Les chaînes de ces éléphants n’auraient jamais été fabriquées par l’homme si celui-ci n’entretenait pas en lui-même celles de l’attachement, de la dépendance, de la possession et de l’exploitation. Lorsque nous refusons de prendre conscience des causes réelles de nos souffrances, nous rejouons ces causes en les projetant sur des supports, vis-à-vis desquels nous entretenons un violent attachement. La nature est un de ces supports. Plus l’homme veut la maîtriser, plus il manifeste un rapport schizophrénique avec son environnement naturel. Lorsque celle-ci bouge en fonction de ses propres lois, elle est alors considérée comme « meurtrière » et jugée coupable de « catastrophes [dites] naturelles » et de « drames humains ».

 

Refus meurtrier

L’homme refuse d’admettre que le retournement des parents contre les besoins naturels de l’enfant est dévastateur. Il refuse de réaliser que ce comportement engendre un processus de libération qui n’a de cesse de s’accomplir, et refuse de voir ce qu’il est capable de mettre en scène pour retrouver l’exercice de sa conscience. Lorsqu’il se pose en victime face à des phénomènes naturels d’une telle ampleur, il se sent envahi par de profonds sentiments d’impuissance, de dépossession, de colère, d’accablement… Mais c’est justement le refoulement de ces sentiments, occasionnés à l’origine par le déferlement d’incohérences parentales complètement terrorisantes, qui l’empêche d’être présent, de sentir et de s’éloigner des côtes.

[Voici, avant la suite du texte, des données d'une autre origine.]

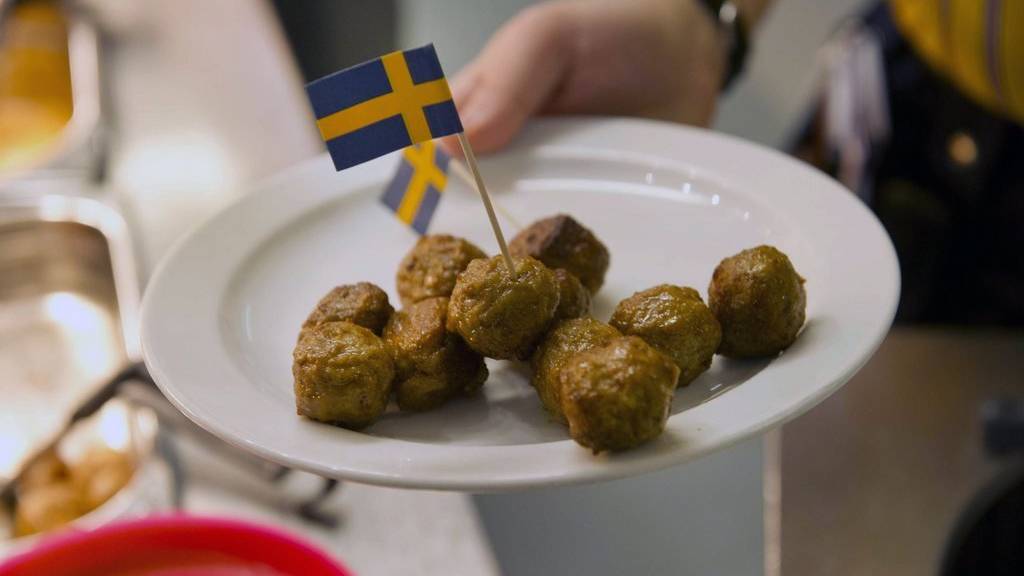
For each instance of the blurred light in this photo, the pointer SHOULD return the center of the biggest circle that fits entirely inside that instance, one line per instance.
(114, 426)
(12, 447)
(87, 331)
(185, 161)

Nous sommes dramatiquement fidèles aux comportements que nos parents nous ont imposés pour assurer le refoulement de leurs souffrances. Par notre refus de connecter traumatismes, causes et conséquences, nous sommes littéralement possédés par les rôles que nous jouons dans nos mises en scène. Nous prenons le présent en otage et sommes donc indisponibles à protéger notre vie et celle de nos enfants. Le sédentaire est attaché à ses possessions, le vacancier à ses vacances, le photographe à ses clichés, le marchand à la vente de ses marchandises. Ne remettant rien en cause, tous sont identifiés. Nous subordonnons ainsi notre sensibilité à l’exercice réduit de fonctions. Nous transférons la protection qui revient à notre vie et à notre réalisation sur des supports matériels de compensation qui garantissent nos refoulements et, en fin de compte, notre propre dégénérescence.

Sylvie Vermeulen

© S. Vermeulen – 01.2005 / www.regardconscient.net

Notes :

(1) Peter Jackson, Les Deux Tours, chapitre 17, des simbelmynë sur les tombes.

(2) Dictionnaire historique de la langue française, Le Robert, 1998.

(3) Tsunami vu par la presse asiatique, Courrier international No 740, 12.1.2005.